Project Hydraulics

Workflow management for digital libraries

Serialized Attributes != NULL

To determine what Orders are ready for delivery, it is good to have a scope that test two attributes. If an email exists (i.e. email is not null) and the customer has not been notified (i.e. date_customer_notified is null), then it can be reasonably inferred that an order is complete and awaits being delivered.

1
2
3
4
5
class Order
  serialize :email
  scope :ready_for_delivery, where("email is not null").where(:date_customer_notified => nil)
  ...
end

In order to store a copy of the email sent to the customer, we want to serilaize the email attribute so it can store natively a Ruby Mail object. However, there is a critical bug in all current versions of Rails that has only been updated on rails:master, but not in any released versions.

In order to accomplish our test of “email is not null”, we are presuming that the data in the underlying database is stored as NULL. (Wouldn’t it be nice if we could do something directly in rails like :email != nil, but I digress.) However, given current Rails implementation, the value of email in all new objects is an empty YAML string. Note the update query:

1
2
3
4
5
1.9.3p125 :006 > o.save!
   (0.1ms)  BEGIN
   (0.6ms)  UPDATE `orders` SET `updated_at` = '2012-06-15 22:36:31', `email` = '--- \n...\n' WHERE `orders`.`id` = 5784
   (10.7ms)  COMMIT
 => true 

` Rails believes :email to be nil, but MYSQL knows differently so on the above Order object order.where(‘email is not null’) will never work. Therefore the necessary scope will always fail.

To solve this, I’ve cribbed from the master branch of Rails. Here is the commit.

In Tracksys, the local app, I’ve extended ActiveRecord to extend the YAMLColumn class.

Create lib/fix_null_in_serialized_attributes.rb

1
2
3
4
5
6
7
8
9
10
module ActiveRecord
  module Coders
    class YAMLColumn
 
      def dump(obj)
        YAML.dump(obj) unless obj.nil?
      end
    end
  end
end

Create config/initializers/active_record_extensions.rb

1
require 'fix_null_in_serialized_attributes'

Welcome to Hydraulics (Again)

For the past seven months, Hydraulics has undergone significant change, so much in fact that a new blogging interface comes with it! There is a lot of ongoing work at the Unversity of Virginia Library to make the Hydraulics engine (no longer a plugin folks, cause we are using Rails 3.2) available for public use and collaboration. Through this blog, I will discuss ongoing changes, development decisions and keep the greater community abreast of our progress.

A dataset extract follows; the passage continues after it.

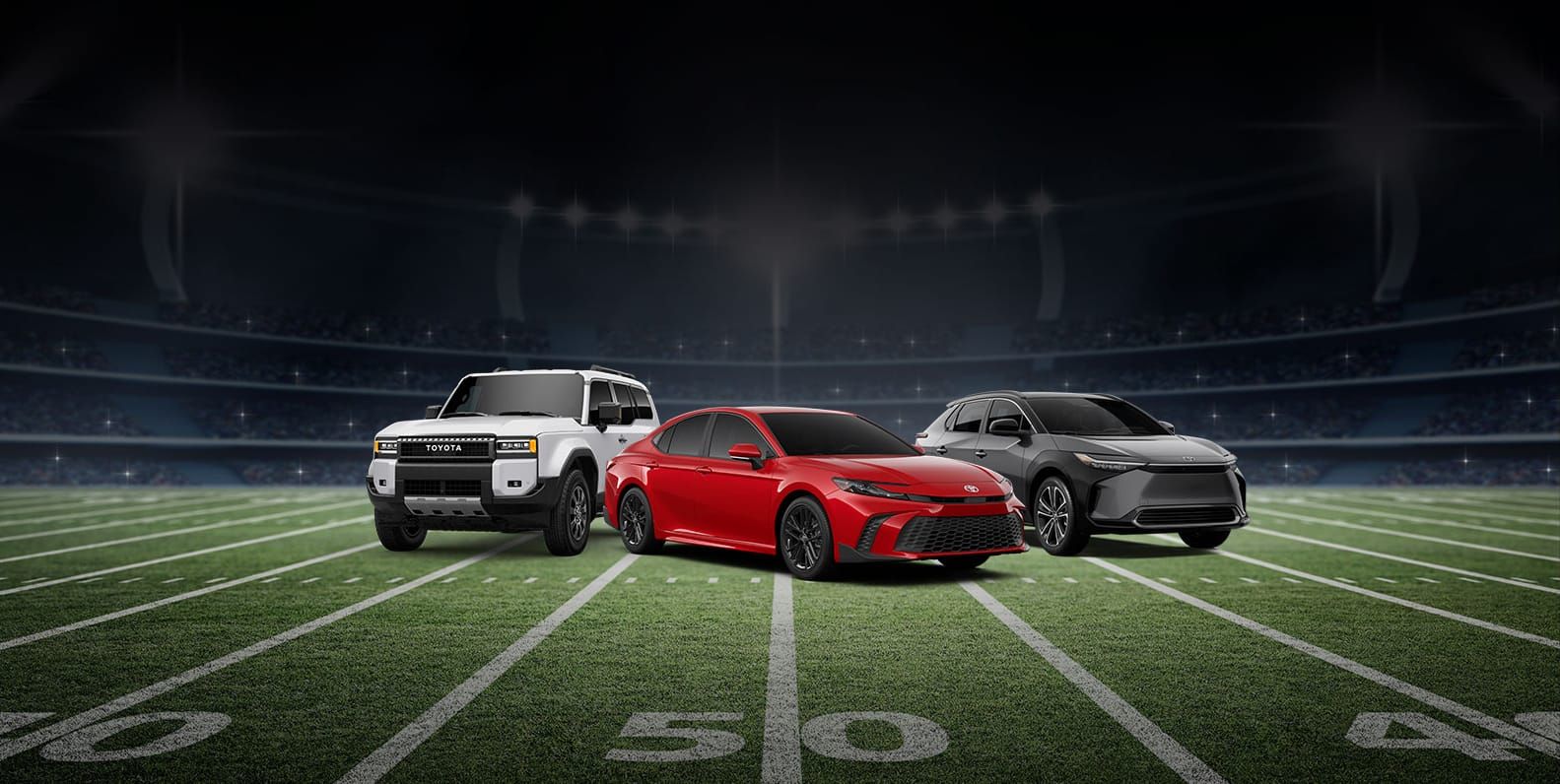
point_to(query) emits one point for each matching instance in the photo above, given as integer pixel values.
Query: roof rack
(602, 368)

There are a significant number of large changes to the Hydraulics code since my original presentation at Open Repositories 2011:

  • Upgrade to Rails 3.2.2
  • Upgrade to Ruby 1.9.3
  • Release as a Rails Engine so as to make the core code portable
  • Code comprises only models, migrations, processors and helpers. This gives outside institutions the ability to develop local UI and implementations.
  • The UVA Library version, Tracksys, will serve as a model implementation of the Hydraulics code but local UVA decisions will not govern how other intstitutions can use the core code.

Code for both Hydraulics and Tracksys are available on Github. Documentation both there and on this blog are ongiong, so please stay tuned to both locations.

Welcome to Hydraulics

Digital Curation Services of the University of Virginia Library is proud to announce a public beta release of a digital workflow and asset management system Hydraulics. In development since 2007, Hydraulics is a Ruby on Rails application that integrates a request module, management system for digital production and a series of automated workflows for archiving, quality assurance, patron delivery and ingestion into a Fedora repository.

On June 11th, 2011, Andrrew Curley presented The Hydraulics Project: Empowering Communities to Build a Digital Library Utilizing Fedora and an Event-Driven Service-Oriented Messaging Framework. This paper, available through the University of Virginia’s institutional repository Libra, is a high-level overview of the history of the project, the code and a brief synopsis of how objects are ingested from the University of Virginia’s instance of Hydraulics (named Tracksys) into a production Fedora repository and discoverable through the library’s online catalogue VIRGO. The code, available through Github, is in a beta-release; UVA is actively working on developing a generalized version of the code and will continue the process of documenting, increasing the scope of the test suite and expanding its usefulness for a wider audience.